O anúncio gerou críticas por acontecer em meio à pandemia de covid-19. Na segunda, governadores passaram a rejeitar a possibilidade de receber jogos do torneio em seus Estados. Rio Grande do Sul, Pernambuco e Rio Grande do Norte já haviam alegado não ter condições de receber um evento desse porte neste momento. Nas redes sociais, o evento ganhou apelidos como “Corona Cup” e “Cepa América”, além de memes críticos à competição.

Mais cedo, o presidente criticou a cobertura da imprensa sobre a transferência do torneio pelo fato de o evento internacional representar um estímulo a aglomerações em um momento grave da crise do novo coronavírus, que já matou mais de 460 mil pessoas no Brasil.

“O que está havendo aqui? Movimento da Globo contrário porque os direitos de transmissão são do SBT. Não está havendo Libertadores? Não está havendo a Sul-Americana? Não começa agora na sexta-feira a Eliminatória da Copa do Mundo? Ninguém fala nada. Não tem problema nenhum”, disse Bolsonaro.

O ministro das Comunicações, Fábio Faria, é genro do empresário e apresentador Silvio Santos, dono do SBT, emissora que tem os direitos de transmissão da Copa América.

Quando anunciou o Brasil como sede da Copa América, o presidente da Conmebol, Alejandro Dominguez, fez questão de agradecer nominalmente Bolsonaro. “Quero agradecer muito especialmente ao presidente Jair Bolsonaro e a seu gabinete por receber o torneio de seleções mais antigo do mundo.

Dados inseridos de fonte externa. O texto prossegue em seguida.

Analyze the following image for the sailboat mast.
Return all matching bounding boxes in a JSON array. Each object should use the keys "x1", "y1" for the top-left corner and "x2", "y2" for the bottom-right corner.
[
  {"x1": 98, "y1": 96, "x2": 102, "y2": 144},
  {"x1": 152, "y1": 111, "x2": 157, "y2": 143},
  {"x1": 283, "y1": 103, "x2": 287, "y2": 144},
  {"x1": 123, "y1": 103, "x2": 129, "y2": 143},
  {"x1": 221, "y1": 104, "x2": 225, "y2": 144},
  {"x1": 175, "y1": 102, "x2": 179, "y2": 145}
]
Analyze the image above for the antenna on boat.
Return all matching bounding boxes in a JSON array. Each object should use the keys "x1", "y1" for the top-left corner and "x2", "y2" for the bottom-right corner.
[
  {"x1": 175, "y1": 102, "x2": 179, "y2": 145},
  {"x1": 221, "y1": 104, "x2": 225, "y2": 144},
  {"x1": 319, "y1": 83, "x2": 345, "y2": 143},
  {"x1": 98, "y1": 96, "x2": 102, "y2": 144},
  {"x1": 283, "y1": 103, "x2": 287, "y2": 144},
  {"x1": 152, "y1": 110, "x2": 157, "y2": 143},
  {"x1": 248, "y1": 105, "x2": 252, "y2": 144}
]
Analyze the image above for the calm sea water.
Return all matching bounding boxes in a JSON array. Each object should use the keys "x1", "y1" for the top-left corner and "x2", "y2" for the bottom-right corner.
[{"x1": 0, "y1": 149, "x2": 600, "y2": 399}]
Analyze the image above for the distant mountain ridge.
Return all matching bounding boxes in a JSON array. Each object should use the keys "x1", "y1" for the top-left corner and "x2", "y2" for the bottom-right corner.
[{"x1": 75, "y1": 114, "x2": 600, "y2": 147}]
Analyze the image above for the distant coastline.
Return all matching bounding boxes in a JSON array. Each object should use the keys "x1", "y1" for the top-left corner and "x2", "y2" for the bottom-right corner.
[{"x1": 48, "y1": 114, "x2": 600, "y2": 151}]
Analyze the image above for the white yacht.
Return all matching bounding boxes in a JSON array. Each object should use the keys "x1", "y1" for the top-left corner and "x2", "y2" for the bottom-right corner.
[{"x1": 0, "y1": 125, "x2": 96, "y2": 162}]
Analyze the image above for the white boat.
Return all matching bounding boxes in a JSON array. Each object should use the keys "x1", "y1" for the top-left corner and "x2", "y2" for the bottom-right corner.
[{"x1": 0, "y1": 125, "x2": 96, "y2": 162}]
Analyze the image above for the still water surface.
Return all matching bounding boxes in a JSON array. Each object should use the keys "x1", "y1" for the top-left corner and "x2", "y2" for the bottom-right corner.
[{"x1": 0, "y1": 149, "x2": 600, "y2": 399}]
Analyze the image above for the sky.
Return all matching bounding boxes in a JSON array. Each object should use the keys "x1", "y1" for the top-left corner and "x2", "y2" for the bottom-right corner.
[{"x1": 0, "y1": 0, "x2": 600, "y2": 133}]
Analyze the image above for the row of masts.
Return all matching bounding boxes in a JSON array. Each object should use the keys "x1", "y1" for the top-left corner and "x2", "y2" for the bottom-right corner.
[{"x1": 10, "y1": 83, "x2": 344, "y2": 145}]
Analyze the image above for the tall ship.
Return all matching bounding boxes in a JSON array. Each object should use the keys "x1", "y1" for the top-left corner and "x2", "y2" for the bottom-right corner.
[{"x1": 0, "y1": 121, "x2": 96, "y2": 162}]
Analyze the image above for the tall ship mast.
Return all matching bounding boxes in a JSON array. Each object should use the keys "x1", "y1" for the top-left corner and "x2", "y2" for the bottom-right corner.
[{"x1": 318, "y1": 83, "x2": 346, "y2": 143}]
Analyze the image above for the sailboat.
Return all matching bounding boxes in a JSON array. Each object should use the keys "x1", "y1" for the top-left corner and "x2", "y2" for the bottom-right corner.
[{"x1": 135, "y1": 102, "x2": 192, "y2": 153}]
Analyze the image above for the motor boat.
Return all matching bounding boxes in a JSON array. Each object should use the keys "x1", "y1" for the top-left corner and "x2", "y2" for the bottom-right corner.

Igualmente meus agradecimentos vão para o presidente da CBF, Rogério Caboclo, por sua colaboração”, disse o dirigente máximo da Conmebol nas redes sociais.

O vice-presidente da Comissão Parlamentar de Inquérito (CPI) da Covid, senador Randolfe Rodrigues (Rede-AP), apresentou um requerimento para que o colegiado convoque o presidente da Confederação Brasileira de Futebol (CBF), Rogério Caboclo, para explicar sobre a realização do evento. A iniciativa é apoiada pelo senador Renan Calheiros (MDB-AL), relator da CPI, que afirmou ao Estadão que vai se esforçar para que ela seja aprovada e fez um apelo para Neymar, pedindo para que o craque não dispute o torneio.

A Argentina abriu mão do torneio depois de a Conmebol não aceitar as exigências feitas pelas autoridades sanitárias, que inclusive eram muito parecidas com as feitas pelo Brasil. Entre as reivindicações do governo argentino estava a redução do número de integrantes das delegações.

As dez seleções participantes do torneio levariam entre mil e 1,2 mil pessoas ao país vizinho. Também foi pedido que as delegações vacinassem seus membros com ao menos uma dose, além da adoção de rígidos protocolos em meio a um aumento de casos de covid-19 no país. Antes, a possibilidade de a Colômbia receber os jogos foi descartada após o acirramento dos protestos contra o governo local.